A las cuatro dio principio la mirla blanca, desde la copa de un nogal que había escogido para su dormitorio. Esta ave, que se encuentra en todos los alrededores de la sabana de Bogotá, es de un color cenizoso, con algunas plumas blancas y negras, y menor que un toche, pero tiene la cola mucho más dilatada; su canto es extremadamente variado, ejecutado siempre por horas seguidas, y uniendo a lo grave y enérgico, lo dulce, suave y delicado, pasando con rapidez de los bajos al primo más levantado, pero ejecutando caprichos, como decía de algunas de sus obras un famoso guitarrista de Bogotá. En el canto de esta avecilla se encuentra dulzura y armonía, y se recibe el entusiasmo, que es el producido de la música, en un grado eminente. Más tarde se siguió la orquesta general de los copetones, paparotes, mirlas negras y cucaracheros de la huerta, confundida con los melancólicos acentos del noche, que desde su jaula prestaba su contingente para la melodía general de todos los individuos de su reino, que celebraban la llegada de un nuevo día como la celebraban antiguamente los pueblos de la Nueva Granada, cuando eran inocentes y piadosos, con el canto y el rezo a la madrugada. El cucarachero, de humilde plumaje y cuerpo sumamente pequeño, mucho menor que el de un canario, exhala su canto con tal vigor, que se haría tener por una ave de mayor tamaño para el que no la conociese, arrebatando, como la bandola granadina, la atención de su auditorio, para dejar impresiones de gusto, de ternura y de la más suave delicia. El copetón, apenas se hacía notar por la frecuente repetición de sus gorgeos, con que nos avisa que está presente, porque apenas habrá huerta, corral, sementera, patio, jardín o tejado en donde el copetón no se presente como eterno compañero de la familia humana en los valles fríos de Bogotá y sus alrededores.
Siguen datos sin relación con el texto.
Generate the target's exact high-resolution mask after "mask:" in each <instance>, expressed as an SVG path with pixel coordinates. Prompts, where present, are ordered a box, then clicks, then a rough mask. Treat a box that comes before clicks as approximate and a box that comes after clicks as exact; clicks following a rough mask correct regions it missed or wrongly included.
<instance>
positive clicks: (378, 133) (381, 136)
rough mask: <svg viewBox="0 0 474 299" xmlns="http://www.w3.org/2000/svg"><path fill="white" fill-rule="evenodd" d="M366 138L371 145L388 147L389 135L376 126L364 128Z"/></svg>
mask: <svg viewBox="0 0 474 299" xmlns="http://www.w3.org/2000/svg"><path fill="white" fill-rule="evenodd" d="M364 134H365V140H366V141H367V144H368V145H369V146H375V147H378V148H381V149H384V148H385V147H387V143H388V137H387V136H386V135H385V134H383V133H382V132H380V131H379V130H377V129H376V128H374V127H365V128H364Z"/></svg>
Lucinda se levantó poco después de Adelaida, reuniéndose con ella para oír la sinfonía, y gozar de los mil placeres anexos a la decoración, como era la vista de las flores que amanecían con todo el brillo de sus colores y con todo el aroma de sus pétalos y estambres, al tiempo que un segmento de la esfera celeste se blanqueaba sobre las peñas del Gavilán, con una luz que iba por grados invadiendo los dominios de las estrellas.

-Lindo es el espectáculo de una bella mañana después de una noche de angustias y sobresaltos, como la que hemos pasado, decía Lucinda, fresca v apacible como las rosas de una taza que estaba cerca de ellas.

-Noche exclusiva de serenatas, le contestó Adelaida.

-Sí, Adelaida, porque hasta los gatos cantaban a dúo con sus aullidos acostumbrados, que angustian el alma en altas horas de la noche. ¡A mí me horrorizan las serenatas de los gatos! ¡uy!...

Ciertamente que la noche había sido rara en los anales de la historia de la quinta de don Diego, y que en toda la ciudad no habría ocurrido nunca un embolismo de tantos sucesos, tan extraños y contradictorios. Ambas hermanas vieron al hortelano que salía con su azadón al hombro, cuando ya la claridad estaba en todo su esplendor, y entonces fueron a ocuparse de los preparativos de la familia para asistir a la misa de Margarita, que iba a ser un poco más temprano que lo habían sido todas las otras.

Don Diego madrugó a tomar algunas declaraciones de las criadas y de Neuque, pero nada sacó en limpio de todo el bochinche de la noche anterior, sino una ligera sospecha de la iniciación de alguna intriguilla amorosa que aún no se podía adivinar si sería o no bien acogida; en la cual, si la había, le pareció que andaba Fígaro, salvo un juicio temerario, porque desde el momento mismo en que sonó la segunda canción se retiró callado, como quien dice, salvando su responsabilidad.